🤖 AI Summary
To address the challenge of cross-modal (human/heterogeneous robots) and cross-environment video transfer in few-shot robotic imitation learning, this paper proposes TraceGen, a world model operating in 3D trajectory space. Our core innovation is a unified symbolic 3D trajectory–language representation that abstracts visual appearance while preserving geometric structure—enabling efficient video-to-action mapping without object detection or pixel-level reconstruction. Integrated with the TraceForge data pipeline, heterogeneous demonstration videos are automatically distilled into 3D trajectory–language triplets to pretrain transferable 3D motion priors.
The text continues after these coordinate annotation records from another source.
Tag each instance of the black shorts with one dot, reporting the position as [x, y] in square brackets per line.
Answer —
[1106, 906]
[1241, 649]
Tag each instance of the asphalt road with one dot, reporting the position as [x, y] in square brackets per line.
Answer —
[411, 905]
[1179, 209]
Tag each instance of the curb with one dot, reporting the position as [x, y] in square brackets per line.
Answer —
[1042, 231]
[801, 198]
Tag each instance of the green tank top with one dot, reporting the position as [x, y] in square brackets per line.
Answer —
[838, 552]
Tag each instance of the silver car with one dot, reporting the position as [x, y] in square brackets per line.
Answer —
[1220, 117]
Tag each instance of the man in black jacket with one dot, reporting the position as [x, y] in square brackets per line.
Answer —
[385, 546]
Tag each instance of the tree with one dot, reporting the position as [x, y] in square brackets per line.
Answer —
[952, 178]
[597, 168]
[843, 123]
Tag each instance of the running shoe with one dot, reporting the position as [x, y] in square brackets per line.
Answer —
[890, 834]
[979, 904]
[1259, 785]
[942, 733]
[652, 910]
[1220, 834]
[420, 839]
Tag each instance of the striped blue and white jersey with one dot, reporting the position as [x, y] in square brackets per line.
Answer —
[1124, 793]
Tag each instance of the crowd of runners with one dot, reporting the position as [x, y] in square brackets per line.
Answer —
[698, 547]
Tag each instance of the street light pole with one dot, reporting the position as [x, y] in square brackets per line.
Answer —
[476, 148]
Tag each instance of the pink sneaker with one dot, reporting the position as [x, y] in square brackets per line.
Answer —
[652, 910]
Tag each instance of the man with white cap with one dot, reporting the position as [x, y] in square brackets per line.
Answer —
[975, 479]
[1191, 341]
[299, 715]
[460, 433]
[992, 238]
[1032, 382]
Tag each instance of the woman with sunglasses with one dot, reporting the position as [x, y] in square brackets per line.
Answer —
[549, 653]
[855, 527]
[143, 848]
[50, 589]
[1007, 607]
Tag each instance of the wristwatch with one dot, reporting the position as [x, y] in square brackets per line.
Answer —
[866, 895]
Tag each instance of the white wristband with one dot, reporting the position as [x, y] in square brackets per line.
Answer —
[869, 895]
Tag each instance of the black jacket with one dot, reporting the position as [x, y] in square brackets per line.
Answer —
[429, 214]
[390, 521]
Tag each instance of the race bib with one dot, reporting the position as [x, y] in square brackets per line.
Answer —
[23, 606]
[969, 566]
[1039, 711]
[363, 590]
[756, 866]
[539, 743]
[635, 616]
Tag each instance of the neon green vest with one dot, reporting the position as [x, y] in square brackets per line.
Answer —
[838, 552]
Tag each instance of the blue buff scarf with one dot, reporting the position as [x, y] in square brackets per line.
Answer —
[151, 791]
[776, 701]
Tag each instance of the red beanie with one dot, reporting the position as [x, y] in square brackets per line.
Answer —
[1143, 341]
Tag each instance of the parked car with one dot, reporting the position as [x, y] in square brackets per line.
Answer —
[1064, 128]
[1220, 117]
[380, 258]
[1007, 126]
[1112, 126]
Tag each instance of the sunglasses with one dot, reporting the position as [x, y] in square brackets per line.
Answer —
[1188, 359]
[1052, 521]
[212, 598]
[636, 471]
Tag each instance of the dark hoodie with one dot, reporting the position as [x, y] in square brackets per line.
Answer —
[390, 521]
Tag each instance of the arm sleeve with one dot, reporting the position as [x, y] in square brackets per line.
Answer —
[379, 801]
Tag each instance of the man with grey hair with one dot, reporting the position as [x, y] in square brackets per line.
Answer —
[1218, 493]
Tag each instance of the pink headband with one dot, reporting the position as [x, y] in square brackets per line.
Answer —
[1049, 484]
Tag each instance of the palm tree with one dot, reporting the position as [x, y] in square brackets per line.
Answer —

Experiments demonstrate that TraceGen achieves 80% success rate across four manipulation tasks using only five demonstration videos from the target robot; it further attains 67.5% success when trained solely on smartphone-captured human demonstrations. Moreover, inference is 50–600× faster than state-of-the-art methods.
📝 Abstract
Learning new robot tasks on new platforms and in new scenes from only a handful of demonstrations remains challenging. While videos of other embodiments - humans and different robots - are abundant, differences in embodiment, camera, and environment hinder their direct use. We address the small-data problem by introducing a unifying, symbolic representation - a compact 3D"trace-space"of scene-level trajectories - that enables learning from cross-embodiment, cross-environment, and cross-task videos. We present TraceGen, a world model that predicts future motion in trace-space rather than pixel space, abstracting away appearance while retaining the geometric structure needed for manipulation. To train TraceGen at scale, we develop TraceForge, a data pipeline that transforms heterogeneous human and robot videos into consistent 3D traces, yielding a corpus of 123K videos and 1.8M observation-trace-language triplets. Pretraining on this corpus produces a transferable 3D motion prior that adapts efficiently: with just five target robot videos, TraceGen attains 80% success across four tasks while offering 50-600x faster inference than state-of-the-art video-based world models. In the more challenging case where only five uncalibrated human demonstration videos captured on a handheld phone are available, it still reaches 67.5% success on a real robot, highlighting TraceGen's ability to adapt across embodiments without relying on object detectors or heavy pixel-space generation.